Solitude, Part I
All my life all I ever wanted was a family: husband, children, brothers and sisters all around me. I got that. I adore them. I would cease to exist if something happened to them. Dust.
However.
I adore being alone almost as much. Alone, alone alone with my thoughts, independent pursuits, my own agenda, a book. Every birthday and Mothers' Day I ask only for the luxury of the whole day to myself.
Every now and again a fluke happens in my life such as the one I am currently enjoying: My family is gone for the weekend. Zorro and T-Rex backpacking. The Cha-Cha spending some time with Scary Mary.
I poked a cold beer into each pocket of my jacket and walked to the movies and saw:
Becoming Jane
No secret that I love Austen. I know a fair amount about her, and I re-read her books in an endless loop all the year round. Snippets of chapters here and there. Sometimes I wish I could superimpose my constant rumination of her characters over my real life, making my own version of a book-club analysis of my family and friends. Drawing parallels...Scary Mary as a hybrid Lady Catherine DeBourgh and Colonel Brandon. My daughter as Marianne Dashwood. My sister as Elinor Dashwood crossed with Charlotte Collins. Myself as an unflattering but realistic mishmash of Mary Musgrove, Henry Crawford, Emma Woodhouse and Mr. Palmer.
I had no strong feeling about a fictionalized movie being made of her life. I had no expectations. No innate scorn to overcome. Honest.
I am so glad I was alone in the theater because I was gorked out and embarrassed by everything in this movie. I still am. It was Cringe-Fest '07. I think it was the ham-handed writing. The un-finesse-y way pieces of her books were wedged into the plot. The awkward overt verbal ripostes. The lovely girl who played Jane was a real beauty, and I have liked her in some other movies I have seen with my little daughter, but in this she was unsubtle, twitchy, and overdone. I am all squinched up thinking about some of the forced tete-a-tete in this movie.
The sets and costumes were beautiful and detailed. The actor who played the Tom LeFroy character was good....so much better than the Jane character. I remember him being the very best thing about The Last King of Scotland, too.
I looked at my watch a few times. Bummer.
On the upside, I spent the rest of the day cleaning the house. Can't wait for my family to get back and mess it up.
I sort of miss my bookclub sometimes. I have belonged to two. The first was a bookclub that I was invited to join by a friend. The other members all knew each other from their (Episcopal) church. Everything was cool.
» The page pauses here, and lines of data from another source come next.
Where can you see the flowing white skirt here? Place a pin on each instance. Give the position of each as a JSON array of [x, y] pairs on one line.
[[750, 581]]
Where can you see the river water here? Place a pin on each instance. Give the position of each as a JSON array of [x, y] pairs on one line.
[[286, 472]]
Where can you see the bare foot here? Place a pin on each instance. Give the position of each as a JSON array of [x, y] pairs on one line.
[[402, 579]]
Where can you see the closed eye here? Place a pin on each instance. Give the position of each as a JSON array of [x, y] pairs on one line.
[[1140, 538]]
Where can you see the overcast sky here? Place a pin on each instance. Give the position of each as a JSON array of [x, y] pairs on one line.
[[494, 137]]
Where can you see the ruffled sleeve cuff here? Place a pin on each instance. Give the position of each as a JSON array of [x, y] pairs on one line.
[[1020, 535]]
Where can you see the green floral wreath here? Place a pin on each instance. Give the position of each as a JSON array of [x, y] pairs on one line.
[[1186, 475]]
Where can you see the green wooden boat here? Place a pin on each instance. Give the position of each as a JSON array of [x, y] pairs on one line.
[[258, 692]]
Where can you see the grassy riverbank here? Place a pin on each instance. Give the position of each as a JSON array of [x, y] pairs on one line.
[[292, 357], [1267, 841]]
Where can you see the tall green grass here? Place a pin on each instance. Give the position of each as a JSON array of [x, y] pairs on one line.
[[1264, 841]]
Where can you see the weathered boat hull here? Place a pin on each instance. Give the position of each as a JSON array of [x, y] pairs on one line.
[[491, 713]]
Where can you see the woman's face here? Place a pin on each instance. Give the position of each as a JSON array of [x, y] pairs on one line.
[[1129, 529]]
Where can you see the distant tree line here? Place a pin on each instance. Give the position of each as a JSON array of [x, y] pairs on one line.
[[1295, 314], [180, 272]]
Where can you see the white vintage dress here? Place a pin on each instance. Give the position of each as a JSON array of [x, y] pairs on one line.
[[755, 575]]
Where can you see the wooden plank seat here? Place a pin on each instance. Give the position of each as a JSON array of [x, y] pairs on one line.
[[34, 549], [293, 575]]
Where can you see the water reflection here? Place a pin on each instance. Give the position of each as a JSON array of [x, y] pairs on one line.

We read some good ones and some not-so. Kate Chopin's The Awakening failed to keep me awakened. There was one member who was bossy and dominated every discussion, convinced of her superiority because she was a lit professor at the local junior college. The night we gathered to discuss the book I chose (Animal Dreams by Barbara Kingsolver), she showed up and declared that she did not finish the book.
"I just couldn't get through it," she declared. "It was almost as bad as a Harlequin romance."
OK, well, to each her own, but I was a little wounded, especially because everyone else seemed to like it. But, OK, right? When it was her turn to recommend a book she chose The Brothers Karamazov. Please. Spare me. This thing is 1000 pages and one of the most complex books ever written (I exaggerate...you get the idea). But the nail in the coffin was when someone chose Angela's Ashes (which I could take or leave). In the discussion this same member commented about one of the many arduous challenges recounted in the Irish family's life -- "Well what do you expect? I mean these people were Catholics, and we all know that does not exactly mean they are Christian."
So yeah, I stopped coming to the book club meetings after that. Three Strike rule.